Drink of His Living Water…

meringues

I feel as though my thoughts and ideas are being whisked into a froth.  Unlike the airy concoctions I whip up in my kitchen I am afraid my emotional peaks won’t turn into delicate meringues.

I need to take my sorrowing of changes to God.

I need to visit the Shepherd’s Well for replenishment.

Today I am finding empty nest doleful.  I yearn for the common experience that holds a family together.

Where is the mother reading “The Wind in the Willows” to her children at their lunch table?

Where is the mother wiping away tears of frustration that hover over growing up?

Where is the mother smiling when her child’s life lights up with achievement?

Where is the mother saying a night-time prayer over her sleepy ones?
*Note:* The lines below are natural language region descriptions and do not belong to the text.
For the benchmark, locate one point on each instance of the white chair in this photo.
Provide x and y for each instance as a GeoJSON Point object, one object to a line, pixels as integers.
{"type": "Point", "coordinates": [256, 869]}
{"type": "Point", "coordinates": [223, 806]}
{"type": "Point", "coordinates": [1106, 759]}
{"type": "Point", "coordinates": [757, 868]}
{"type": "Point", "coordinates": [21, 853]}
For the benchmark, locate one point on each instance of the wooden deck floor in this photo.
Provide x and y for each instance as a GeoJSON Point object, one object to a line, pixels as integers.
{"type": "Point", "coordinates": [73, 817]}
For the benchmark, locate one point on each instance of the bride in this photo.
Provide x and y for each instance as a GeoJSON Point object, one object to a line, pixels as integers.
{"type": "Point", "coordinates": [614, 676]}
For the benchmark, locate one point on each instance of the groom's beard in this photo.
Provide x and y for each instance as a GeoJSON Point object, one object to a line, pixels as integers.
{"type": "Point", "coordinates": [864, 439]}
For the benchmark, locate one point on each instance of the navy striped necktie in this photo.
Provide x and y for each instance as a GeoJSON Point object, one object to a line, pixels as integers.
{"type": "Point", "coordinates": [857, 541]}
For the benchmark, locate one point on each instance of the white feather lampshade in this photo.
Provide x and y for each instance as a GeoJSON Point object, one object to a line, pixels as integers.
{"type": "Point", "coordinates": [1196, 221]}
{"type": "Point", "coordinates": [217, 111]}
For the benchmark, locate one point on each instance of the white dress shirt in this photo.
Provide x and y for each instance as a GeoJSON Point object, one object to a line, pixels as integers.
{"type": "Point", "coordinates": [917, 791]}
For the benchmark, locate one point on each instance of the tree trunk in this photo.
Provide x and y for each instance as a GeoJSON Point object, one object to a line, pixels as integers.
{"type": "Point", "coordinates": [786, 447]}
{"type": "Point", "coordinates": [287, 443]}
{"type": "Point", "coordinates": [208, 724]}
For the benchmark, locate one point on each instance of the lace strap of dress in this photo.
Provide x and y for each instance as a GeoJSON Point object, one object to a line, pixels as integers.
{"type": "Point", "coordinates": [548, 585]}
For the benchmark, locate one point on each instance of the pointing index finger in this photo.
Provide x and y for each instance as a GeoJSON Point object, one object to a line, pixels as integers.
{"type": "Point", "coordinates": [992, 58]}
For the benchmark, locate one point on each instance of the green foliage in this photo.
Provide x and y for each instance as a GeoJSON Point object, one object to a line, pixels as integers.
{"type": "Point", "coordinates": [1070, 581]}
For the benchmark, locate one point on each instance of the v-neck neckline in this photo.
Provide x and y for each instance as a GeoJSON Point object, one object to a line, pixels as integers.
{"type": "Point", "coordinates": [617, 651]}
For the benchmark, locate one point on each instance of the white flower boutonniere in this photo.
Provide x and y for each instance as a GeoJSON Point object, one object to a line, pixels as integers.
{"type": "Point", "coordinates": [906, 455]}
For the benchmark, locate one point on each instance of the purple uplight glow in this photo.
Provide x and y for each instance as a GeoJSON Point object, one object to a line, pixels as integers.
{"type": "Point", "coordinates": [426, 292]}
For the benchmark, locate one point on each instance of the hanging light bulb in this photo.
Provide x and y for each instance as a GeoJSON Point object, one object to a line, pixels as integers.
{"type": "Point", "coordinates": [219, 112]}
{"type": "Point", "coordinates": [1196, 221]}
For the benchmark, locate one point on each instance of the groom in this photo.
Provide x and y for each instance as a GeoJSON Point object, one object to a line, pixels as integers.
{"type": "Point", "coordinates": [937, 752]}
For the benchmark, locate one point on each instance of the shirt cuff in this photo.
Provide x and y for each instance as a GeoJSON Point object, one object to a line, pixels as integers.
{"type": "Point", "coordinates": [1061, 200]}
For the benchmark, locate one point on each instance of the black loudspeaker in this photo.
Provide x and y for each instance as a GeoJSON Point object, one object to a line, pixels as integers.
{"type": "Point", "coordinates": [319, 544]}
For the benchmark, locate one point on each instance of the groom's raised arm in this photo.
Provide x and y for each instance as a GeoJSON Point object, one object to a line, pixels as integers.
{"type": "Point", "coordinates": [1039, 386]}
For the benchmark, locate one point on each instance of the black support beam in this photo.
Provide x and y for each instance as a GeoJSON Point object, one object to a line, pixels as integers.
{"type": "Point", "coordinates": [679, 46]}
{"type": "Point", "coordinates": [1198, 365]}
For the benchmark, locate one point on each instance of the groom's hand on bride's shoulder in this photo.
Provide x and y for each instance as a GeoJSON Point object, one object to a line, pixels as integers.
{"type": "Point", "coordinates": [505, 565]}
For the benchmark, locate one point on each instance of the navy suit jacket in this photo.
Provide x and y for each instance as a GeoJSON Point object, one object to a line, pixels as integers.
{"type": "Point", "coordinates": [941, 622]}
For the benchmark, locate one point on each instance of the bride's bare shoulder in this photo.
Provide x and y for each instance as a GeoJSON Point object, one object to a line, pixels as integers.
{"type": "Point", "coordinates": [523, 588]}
Gone is the security of knowing where my children are, of being privy to their fears, of sharing their dreams.

Gone is the she-cat who selflessly protects her offspring from what ‘ere may come-a-knocking!

Folded into my confection are the final weeks of life in my London flat.

Homelessness, once a clever joke, is now packing my belongings, uninvited.

I wish I could be left behind like a grain of sugar on my counter.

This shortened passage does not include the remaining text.